Probability Theory Assignment—Discussion of
Journal Articles
For class Monday (October 26), you must read both “Does
Your iPod Really
Play Favorites?” and the corresponding “Reviving the Negative Hypergeometric Model.” These are articles from The American Statistician, which is a
peer-reviewed journal published by the American Statistical Association.
Note:
As Yannan mentioned in class, computers are incapable
of creating true “random” numbers. For the purposes of our discussion, though,
consider the iPod-shuffle software “random enough.” The big issues center around misconceptions of randomness and the ability to model
randomness with probability distributions.
General Discussion Guidelines
When reading articles for class
discussion, I expect you to dig in, take notes (which you can easily reference
in class), ask questions, and think carefully about the information presented.
It’s a good idea to read the article twice—once to get the big-picture idea(s)

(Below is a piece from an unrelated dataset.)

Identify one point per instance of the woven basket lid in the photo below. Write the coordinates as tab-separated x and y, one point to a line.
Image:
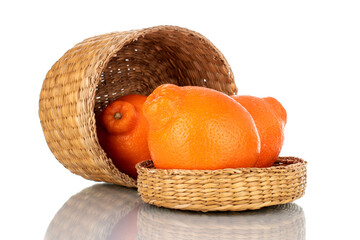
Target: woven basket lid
102	68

and another time to ensure you understand the details. (Note—you should think hard, on your own or with
classmates, about how to answer any questions you have. If you’re still
left wondering, then your question is a good one to raise
in class discussion.)
Specific Guidelines for this Particular Discussion
For this specific
assignment the following questions/issues should be addressed (and other issues
can be addressed, too):
·
In
what ways to people typically mis-conceive of
randomness? (You can bring in additional points not mentioned in the paper.)
·
Consider
the Miller & Fridell paper:
o
Summarize
the relationship between the four discrete distributions mentioned in the
paper.
o
Show
how the first equality (in regard to P(X
= x)) on p. 348 simplifies to the second equality.
o
Provide
a practical example of the Negative Hypergeometric
distribution (either from the paper or from your own creative mind).
·
Back
to the Froehlich, Duckworth, & Culhane paper:
o
Section
3.1
§
Verify
that T, the minimum number of songs until the ith
artist is played, has a negative hypergeometric
distribution.
§
How
do probability calculations from this model refute a claim by Levy?
o
Section
3.2
§
Why
do the probability-model calculations alone not refute the claim by Levy? What
do the authors speculate might be an explanation?
o
Section
3.3
§
How
is the Levy claim of three-songs-from-the-same-album on the autofill
related to the “birthday problem”?
§
Can
you clearly explain the simplified model presented by the authors? How does
this simplified model refute Levy’s claim?
o
Section
3.4
§
Verify
that S, the number of shuffles required until a particular song is played in
the first n songs, has a geometric distribution. How does the geometric model
refute Levy’s specific claim?
·
Here’s a quick explanation of
significance testing…
There are two hypotheses (the null hypothesis, which is a statement of “status
quo,” and the alternative hypothesis). In this situation, the null hypothesis
is that the iPod actually shuffles randomly. In a significance test we collect
data and see how much evidence we have against
the null hypothesis (against random shuffling). This particular test uses a
chi-square goodness-of-fit test, comparing actual observations with what we
expect if the shuffling is indeed random. Large deviations between observed and
expected would suggest the iPod is not randomly shuffling. The p-value is the
probability of getting the observed data under the assumption of random
shuffling. So large p-values provide no evidence against random shuffling,
while small p-values provide evidence against random shuffling.
o
Now,
based on that brief explanation, how do the significance tests in Section 4
refute a claim by Levy? (You might need to lean on the students in class who
have already studied significance testing.)
·
What
lingering questions do you have about the articles? Also, did you find any part
of the articles especially interesting?